Stakeholders are people or organizations who have an interest in or are affected by any policy or action of an organization. Stakeholders have a number of key characteristics. They may be characterized by their interest or stake in the company. They may also have the potential to contribute to the successful conduct of business for an organization. They can further be characterized by the decision making power they have on the activities of the company (Schmeer, 1999). Stakeholders in the case of PharmaCare are discussed in following paragraphs.
Shareholders. The shareholders in PharmaCare would be interested in profits, and would have the power to influence the management through their voting rights and through their decisions of holding on to PharmaCare shares, affecting its market capitalization and business interests.

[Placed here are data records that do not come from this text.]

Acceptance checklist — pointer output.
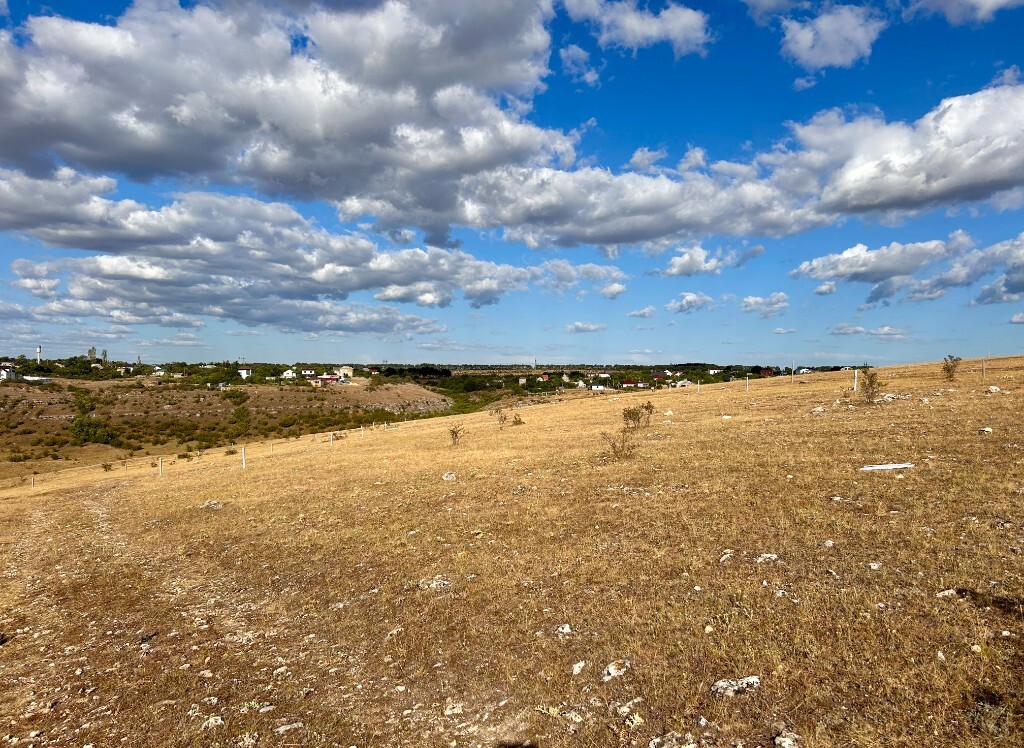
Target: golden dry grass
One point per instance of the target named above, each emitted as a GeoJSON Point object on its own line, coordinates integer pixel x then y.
{"type": "Point", "coordinates": [353, 590]}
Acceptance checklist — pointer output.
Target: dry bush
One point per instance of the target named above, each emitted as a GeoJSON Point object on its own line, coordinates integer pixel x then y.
{"type": "Point", "coordinates": [949, 366]}
{"type": "Point", "coordinates": [622, 445]}
{"type": "Point", "coordinates": [869, 386]}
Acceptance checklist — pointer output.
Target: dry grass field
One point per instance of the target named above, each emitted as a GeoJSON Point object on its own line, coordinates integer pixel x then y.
{"type": "Point", "coordinates": [348, 594]}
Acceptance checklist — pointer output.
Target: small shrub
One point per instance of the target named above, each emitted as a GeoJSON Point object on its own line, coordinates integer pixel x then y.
{"type": "Point", "coordinates": [621, 445]}
{"type": "Point", "coordinates": [638, 416]}
{"type": "Point", "coordinates": [456, 431]}
{"type": "Point", "coordinates": [949, 366]}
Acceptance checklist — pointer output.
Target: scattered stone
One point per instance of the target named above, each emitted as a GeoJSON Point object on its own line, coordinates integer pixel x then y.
{"type": "Point", "coordinates": [214, 721]}
{"type": "Point", "coordinates": [890, 466]}
{"type": "Point", "coordinates": [627, 708]}
{"type": "Point", "coordinates": [615, 668]}
{"type": "Point", "coordinates": [786, 739]}
{"type": "Point", "coordinates": [731, 687]}
{"type": "Point", "coordinates": [439, 583]}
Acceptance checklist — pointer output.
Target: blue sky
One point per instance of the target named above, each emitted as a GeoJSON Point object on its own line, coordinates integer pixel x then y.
{"type": "Point", "coordinates": [570, 180]}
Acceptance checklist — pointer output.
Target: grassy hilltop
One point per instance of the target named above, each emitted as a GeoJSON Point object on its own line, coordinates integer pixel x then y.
{"type": "Point", "coordinates": [543, 584]}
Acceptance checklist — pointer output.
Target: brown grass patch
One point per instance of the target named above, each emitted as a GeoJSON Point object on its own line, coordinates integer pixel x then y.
{"type": "Point", "coordinates": [350, 588]}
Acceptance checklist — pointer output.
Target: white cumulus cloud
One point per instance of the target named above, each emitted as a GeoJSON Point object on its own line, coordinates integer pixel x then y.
{"type": "Point", "coordinates": [624, 24]}
{"type": "Point", "coordinates": [764, 307]}
{"type": "Point", "coordinates": [837, 38]}
{"type": "Point", "coordinates": [688, 301]}
{"type": "Point", "coordinates": [965, 11]}
{"type": "Point", "coordinates": [584, 327]}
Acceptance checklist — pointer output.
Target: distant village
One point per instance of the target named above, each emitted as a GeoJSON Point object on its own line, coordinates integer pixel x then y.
{"type": "Point", "coordinates": [467, 377]}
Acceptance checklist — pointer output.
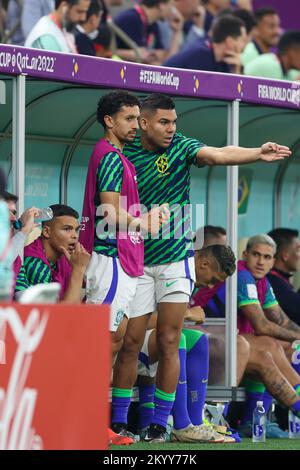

Management. The management of PharmaCare takes all decisions as to how the company is to run. Therefore, the management is an important stakeholder.
Patients. Potential patients who would be cured by the drugs produced by PharmaCare are major stakeholders. They would be interested in genuine and effective drugs.
Colberian Employees. Colberian employees are paid by PharmaCare at the rate of #1 per day, and are affected by its payment policies.
Colberian Healers. Colberian healers provide their knowledge to PharmaCare, boosting its bottom-line for free, should PharmaCare use such knowledge.
PharmaCare Executives in Colberia. PharmaCare executives in Colberia are affected by the Company’s policies regarding accommodation and perks. Besides, they set up the local rules for hiring employees and paying healers.
Human Rights Issues Presented by PharmaCare’s Treatment of Colberian Population versus that of its Executives
PharmaCare’s treatment of the Colberian population raises a number of human rights issues.
Wages. The Colberian population is paid $1 per day. This wage is far below the subsistence wage, as it would not be possible for a Colberian to live a dignified life on this wage. A salary that covers basic needs is as much of a right as a right to life (Trujillo, 2000, p. 129).
Working Conditions. The Colberian workers hired by PharmaCare have to carry loads weighing 50 pounds over ten miles. Repetitively carrying such heavy loads in primitive baskets would lead to ergonomic stress on the vertebrae, ultimately affecting the health of the workers (Iowa State University, n.d.). As such, the present system of load carriage would qualify as a human right violation by way of inhuman working conditions (ILO, 2009).
Gross Disparity. The executive of PharmaCare live an affluent lifestyle in a luxury compound with swimming pool, golf course and tennis court, while the locals live poorly in huts without access to electricity and water. This disparity reflects an inhuman and imperialist attitude of PharmaCare, and shows that the company does not wish to give anything back to the local society. In terms of human rights violations, it could be argued that PharmaCare is usurping the resources of the locals (water and electricity) for its executives, without any compensation in return.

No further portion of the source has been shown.